As the pandemic and prolonged lockdown hampered global supply chains, many countries took steps to ensure food security and continued access to medical supplies, mostly on a temporary basis. For example, several countries introduced price controls and issued regulations against price gouging for basic food items and medical supplies. Some eased import controls. Unfortunately, in several cases restrictions were introduced on the exports of food and pharmaceuticals.
Indeed, in response to the Covid-19 shock, the global financial safety net has been activated and strengthened. The US Federal Reserve has established new swap lines with central banks in several major advanced and emerging economies.
The G-20-led debt moratorium initiative, and financial assistance from the IMF and other institutions are helping EMDEs cope with the challenges. The IMF has quickly provided emergency assistance to more than 60 countries. Further, as demand for liquidity increased, the IMF recently established a new Short-term Liquidity Line as part of its Covid-19 response to augment its lending toolkit. In addition, massive liquidity provision by major advanced economy central banks, while directed primarily at domestic financial conditions, has also alleviated pressures on emerging market and developing economies.
At the same time, EMDEs are also extending assistance to each other and other countries in need. In particular, Regional Development Banks are providing support for private sector enterprises, trade finance and continued access to medical supplies. Examples of bilateral assistance include Albania, which dispatched a team of doctors to Italy, and Vietnam, which donated medical supplies to neighboring countries as well as advanced economies.
EMDEs have been heavily affected by the COVID-19 shock and market reaction that it triggered. The analysis of the IMF Policy tracker shows an extraordinary policy response, bolstered by innovation and international cooperation. In this unprecedented and fast-moving situation, countries can benefit from learning from their peers, and the Fund is committed to collecting and sharing best practices and incorporating this data into its own analysis to continue to assist membership.

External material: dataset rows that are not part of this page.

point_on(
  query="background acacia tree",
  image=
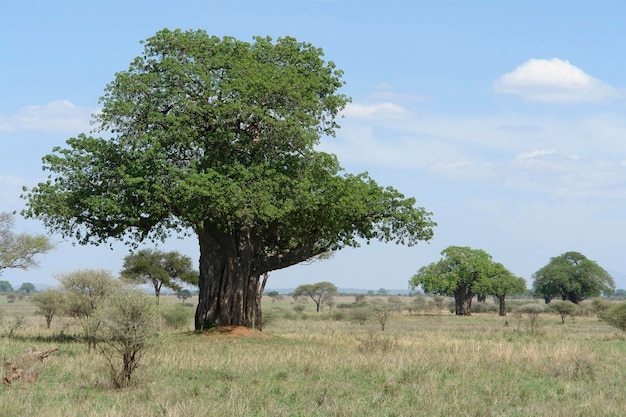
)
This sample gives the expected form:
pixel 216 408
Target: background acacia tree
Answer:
pixel 456 274
pixel 572 277
pixel 318 292
pixel 19 250
pixel 216 137
pixel 49 303
pixel 160 269
pixel 500 282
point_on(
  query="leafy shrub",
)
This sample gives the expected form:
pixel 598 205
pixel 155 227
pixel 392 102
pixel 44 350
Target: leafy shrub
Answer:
pixel 484 308
pixel 616 316
pixel 128 325
pixel 373 342
pixel 176 316
pixel 564 309
pixel 359 315
pixel 600 306
pixel 338 315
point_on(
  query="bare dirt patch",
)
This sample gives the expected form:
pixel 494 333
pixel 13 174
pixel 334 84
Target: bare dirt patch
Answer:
pixel 236 332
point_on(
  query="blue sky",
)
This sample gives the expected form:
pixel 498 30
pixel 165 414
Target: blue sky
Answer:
pixel 507 120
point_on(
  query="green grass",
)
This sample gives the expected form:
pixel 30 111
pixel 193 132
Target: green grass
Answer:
pixel 313 365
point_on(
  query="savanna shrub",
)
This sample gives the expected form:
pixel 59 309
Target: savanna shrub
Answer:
pixel 484 308
pixel 176 316
pixel 128 324
pixel 616 316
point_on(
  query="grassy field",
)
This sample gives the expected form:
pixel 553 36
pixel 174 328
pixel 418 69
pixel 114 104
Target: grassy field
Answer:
pixel 312 364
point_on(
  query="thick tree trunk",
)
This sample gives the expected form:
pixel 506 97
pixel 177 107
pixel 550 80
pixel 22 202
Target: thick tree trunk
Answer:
pixel 463 301
pixel 231 265
pixel 502 311
pixel 228 292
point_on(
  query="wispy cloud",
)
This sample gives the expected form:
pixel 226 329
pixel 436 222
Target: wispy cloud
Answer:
pixel 384 110
pixel 555 81
pixel 56 116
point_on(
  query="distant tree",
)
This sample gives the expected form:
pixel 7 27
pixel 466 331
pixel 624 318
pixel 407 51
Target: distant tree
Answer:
pixel 19 251
pixel 160 269
pixel 383 309
pixel 128 324
pixel 317 292
pixel 500 282
pixel 219 137
pixel 532 310
pixel 572 277
pixel 564 309
pixel 456 274
pixel 183 295
pixel 5 286
pixel 620 293
pixel 27 288
pixel 49 303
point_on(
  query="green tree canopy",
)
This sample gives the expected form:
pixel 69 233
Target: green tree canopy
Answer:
pixel 317 292
pixel 5 286
pixel 462 272
pixel 19 250
pixel 572 277
pixel 159 269
pixel 500 282
pixel 216 137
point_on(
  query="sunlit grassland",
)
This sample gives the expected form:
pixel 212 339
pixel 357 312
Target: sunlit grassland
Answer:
pixel 311 364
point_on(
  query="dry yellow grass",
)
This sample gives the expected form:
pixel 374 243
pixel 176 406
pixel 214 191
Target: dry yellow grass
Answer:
pixel 437 365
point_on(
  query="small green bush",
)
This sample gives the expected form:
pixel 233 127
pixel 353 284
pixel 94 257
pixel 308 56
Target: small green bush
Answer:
pixel 176 316
pixel 484 308
pixel 616 316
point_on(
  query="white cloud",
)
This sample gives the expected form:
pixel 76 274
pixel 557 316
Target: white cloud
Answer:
pixel 555 81
pixel 378 111
pixel 56 116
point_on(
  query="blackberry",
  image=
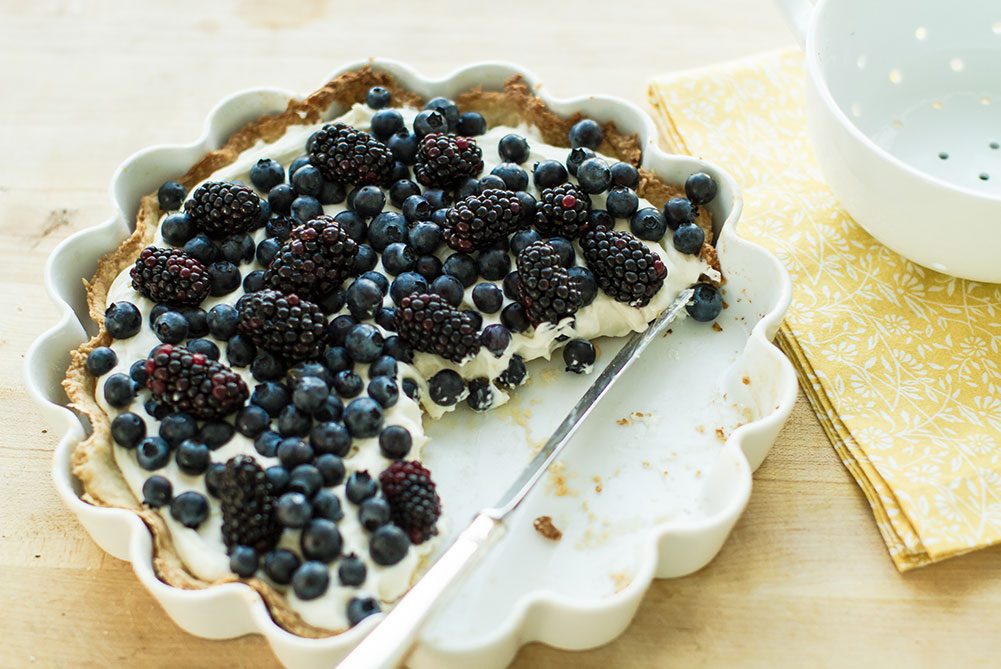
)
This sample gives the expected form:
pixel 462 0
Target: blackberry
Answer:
pixel 445 159
pixel 414 504
pixel 191 384
pixel 170 275
pixel 563 210
pixel 427 322
pixel 314 261
pixel 545 286
pixel 248 506
pixel 626 267
pixel 348 155
pixel 479 220
pixel 283 324
pixel 220 208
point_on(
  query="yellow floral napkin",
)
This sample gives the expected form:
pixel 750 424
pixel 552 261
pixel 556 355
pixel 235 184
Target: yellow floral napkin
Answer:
pixel 899 362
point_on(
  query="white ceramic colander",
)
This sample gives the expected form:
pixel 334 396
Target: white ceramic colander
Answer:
pixel 904 109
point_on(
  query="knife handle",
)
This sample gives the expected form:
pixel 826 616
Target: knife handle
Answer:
pixel 390 640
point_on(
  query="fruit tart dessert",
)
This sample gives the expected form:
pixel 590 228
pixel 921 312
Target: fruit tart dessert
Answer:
pixel 288 311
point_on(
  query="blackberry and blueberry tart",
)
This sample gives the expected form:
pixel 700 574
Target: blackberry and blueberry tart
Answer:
pixel 289 310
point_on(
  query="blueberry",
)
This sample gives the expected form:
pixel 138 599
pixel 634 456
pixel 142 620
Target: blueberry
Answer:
pixel 170 327
pixel 269 396
pixel 127 430
pixel 278 477
pixel 701 188
pixel 549 173
pixel 347 384
pixel 461 266
pixel 625 174
pixel 403 146
pixel 649 223
pixel 293 452
pixel 280 198
pixel 470 124
pixel 577 156
pixel 689 238
pixel 388 545
pixel 330 468
pixel 327 505
pixel 448 287
pixel 385 228
pixel 365 259
pixel 579 355
pixel 587 282
pixel 122 319
pixel 100 361
pixel 351 572
pixel 359 487
pixel 425 237
pixel 487 297
pixel 445 388
pixel 565 249
pixel 170 195
pixel 214 434
pixel 293 510
pixel 177 229
pixel 416 207
pixel 586 132
pixel 363 418
pixel 480 397
pixel 495 338
pixel 279 565
pixel 401 189
pixel 363 298
pixel 192 457
pixel 706 303
pixel 377 97
pixel 306 207
pixel 266 174
pixel 222 319
pixel 397 258
pixel 514 148
pixel 383 390
pixel 176 428
pixel 152 454
pixel 493 264
pixel 293 422
pixel 511 285
pixel 224 277
pixel 385 123
pixel 437 198
pixel 330 438
pixel 119 390
pixel 266 444
pixel 405 283
pixel 305 479
pixel 189 509
pixel 594 175
pixel 243 561
pixel 359 608
pixel 157 491
pixel 266 367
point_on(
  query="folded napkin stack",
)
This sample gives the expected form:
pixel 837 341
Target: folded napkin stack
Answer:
pixel 900 363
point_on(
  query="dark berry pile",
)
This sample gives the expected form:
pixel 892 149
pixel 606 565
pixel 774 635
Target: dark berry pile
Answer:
pixel 425 254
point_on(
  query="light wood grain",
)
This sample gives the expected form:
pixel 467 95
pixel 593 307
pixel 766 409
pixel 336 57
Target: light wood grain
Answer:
pixel 804 579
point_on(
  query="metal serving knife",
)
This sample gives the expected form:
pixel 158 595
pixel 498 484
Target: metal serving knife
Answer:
pixel 390 640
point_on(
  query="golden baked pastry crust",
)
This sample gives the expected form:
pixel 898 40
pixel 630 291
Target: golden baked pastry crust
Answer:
pixel 93 459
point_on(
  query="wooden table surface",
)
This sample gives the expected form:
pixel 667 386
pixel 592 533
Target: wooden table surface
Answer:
pixel 803 580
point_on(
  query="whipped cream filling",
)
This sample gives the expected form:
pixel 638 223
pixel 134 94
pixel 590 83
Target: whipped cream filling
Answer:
pixel 202 550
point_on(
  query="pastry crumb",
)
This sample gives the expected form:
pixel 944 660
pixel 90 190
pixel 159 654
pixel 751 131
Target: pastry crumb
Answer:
pixel 544 526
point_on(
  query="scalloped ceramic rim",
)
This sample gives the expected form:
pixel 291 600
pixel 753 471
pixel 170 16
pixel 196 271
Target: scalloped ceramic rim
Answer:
pixel 231 610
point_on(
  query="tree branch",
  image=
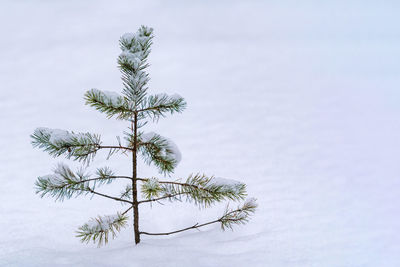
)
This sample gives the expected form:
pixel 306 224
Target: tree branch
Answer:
pixel 160 198
pixel 116 147
pixel 100 178
pixel 107 196
pixel 196 225
pixel 184 229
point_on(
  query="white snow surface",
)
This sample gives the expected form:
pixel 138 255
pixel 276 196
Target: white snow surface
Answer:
pixel 297 99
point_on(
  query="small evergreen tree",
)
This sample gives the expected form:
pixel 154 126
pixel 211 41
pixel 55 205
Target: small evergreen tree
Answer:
pixel 136 107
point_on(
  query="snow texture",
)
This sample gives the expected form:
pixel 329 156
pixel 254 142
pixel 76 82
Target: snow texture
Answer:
pixel 111 98
pixel 226 184
pixel 101 223
pixel 57 136
pixel 297 99
pixel 171 151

Meanwhile, according to Jeevun Sandher, PhD, Department of Political Economy, King's College London and Hanna Kleider, Lecturer in public policy, King's College London (COVID-19 could change the welfare state forever - published in The Conversation on 30 June, 2020 in WEF's weekly agenda) the most pertinent historical parallel to the current pandemic crisis is the Second World War.
"After the war, governments dramatically increased both the number of people covered by the welfare state and the value of the payments they received. At that time, people were demanding greater social insurance in the face of universal risks and pervasive uncertainties".
The late 1970s marked the end of this golden era the world over. Milton Friedman, his Chicago school of thought, technological advances, demographic change and globalization had led to cuts to the generosity of modern welfare states.
Alongside these structural pressures, automation and trade were also destroying mid-skill manufacturing occupations. Labor markets became segregated into high- and low-skilled jobs. And while high-skilled workers didn't feel the need for an expanded welfare state, those working in low-skilled professions were too small a constituency to make a difference at the ballot box.
In short, structural pressures in rich countries were making the welfare state more expensive as social profits were deducted out of the balance-sheets and only financial profits were started being counted in.
Just as with the second world war, "one happy consequence of this otherwise desperately unhappy experience of Covid-19," may be a more generous welfare state that insures most of the destitute population of the world against the risks posed by illness and poverty.